• Tidak ada hasil yang ditemukan

UPAYA MENINGKATKAN RASA INGIN TAHU DAN KEMAMPUAN KONEKSI MATEMATIS SISWA KELAS V MATA PELAJARAN MATEMATIKA MATERI BANGUN RUANG MENGGUNAKAN MODEL PEMBELAJARAN SOMATIC AUDITORI VISUAL DAN INTELEKTUAL (SAVI) DI SD PATRA MANDIRI - repository perpustakaan

N/A
N/A
Protected

Academic year: 2023

Membagikan "UPAYA MENINGKATKAN RASA INGIN TAHU DAN KEMAMPUAN KONEKSI MATEMATIS SISWA KELAS V MATA PELAJARAN MATEMATIKA MATERI BANGUN RUANG MENGGUNAKAN MODEL PEMBELAJARAN SOMATIC AUDITORI VISUAL DAN INTELEKTUAL (SAVI) DI SD PATRA MANDIRI - repository perpustakaan"

Copied!
33
0
0

Teks penuh

Dari pengertian tersebut berarti bahwa dalam mengembangkan rasa ingin tahu seseorang harus selalu haus akan rasa ingin tahu. Karakter rasa ingin tahu juga sangat penting dalam proses pembelajaran, seperti yang diungkapkan Ardiyanto dalam Puspitasari bahwa rasa ingin tahu akan menjadikan siswa sebagai pemikir yang aktif, pengamat yang aktif, yang kemudian akan memotivasi siswa untuk belajar lebih dalam sehingga akan mendatangkan kepuasan dalam belajar. menghilangkan rasa bosan untuk terus belajar. Dapat diartikan bahwa rasa ingin tahu merupakan salah satu karakter yang harus dikembangkan dalam proses pembelajaran.
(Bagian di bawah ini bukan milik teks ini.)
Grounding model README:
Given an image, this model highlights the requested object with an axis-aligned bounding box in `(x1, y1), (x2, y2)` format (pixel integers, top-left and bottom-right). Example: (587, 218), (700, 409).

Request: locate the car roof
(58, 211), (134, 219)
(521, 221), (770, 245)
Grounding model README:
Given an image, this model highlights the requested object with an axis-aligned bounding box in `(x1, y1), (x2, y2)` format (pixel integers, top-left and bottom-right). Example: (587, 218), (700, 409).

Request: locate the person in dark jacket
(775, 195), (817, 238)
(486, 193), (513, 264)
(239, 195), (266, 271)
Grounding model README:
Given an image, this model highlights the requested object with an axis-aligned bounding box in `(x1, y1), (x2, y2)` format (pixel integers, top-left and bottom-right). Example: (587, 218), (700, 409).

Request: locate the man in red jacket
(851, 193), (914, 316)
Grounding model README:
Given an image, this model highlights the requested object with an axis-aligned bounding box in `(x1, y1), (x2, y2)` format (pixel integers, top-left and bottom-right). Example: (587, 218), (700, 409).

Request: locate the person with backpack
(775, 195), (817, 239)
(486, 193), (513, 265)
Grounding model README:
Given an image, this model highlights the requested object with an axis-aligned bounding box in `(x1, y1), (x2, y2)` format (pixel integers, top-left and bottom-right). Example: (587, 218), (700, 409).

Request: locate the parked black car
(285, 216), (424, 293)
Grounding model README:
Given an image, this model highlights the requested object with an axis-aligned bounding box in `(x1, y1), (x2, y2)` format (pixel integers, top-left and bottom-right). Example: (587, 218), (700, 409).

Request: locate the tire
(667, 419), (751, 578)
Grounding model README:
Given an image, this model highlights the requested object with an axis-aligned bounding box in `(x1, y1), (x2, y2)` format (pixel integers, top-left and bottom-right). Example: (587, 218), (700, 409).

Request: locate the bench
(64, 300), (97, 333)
Karena karakter rasa ingin tahu dapat memotivasi siswa untuk lebih aktif dalam belajar sehingga proses pembelajaran menjadi aktif dan hasil belajar yang diperoleh akan lebih baik. Dari pengertian rasa ingin tahu di atas dapat disimpulkan bahwa rasa ingin tahu merupakan suatu sikap/perilaku yang dimiliki oleh setiap individu untuk terus mencari informasi. Melalui rasa ingin tahu, siswa tidak perlu didorong untuk belajar sedemikian rupa, siswa dapat merasakan sendiri pembelajarannya.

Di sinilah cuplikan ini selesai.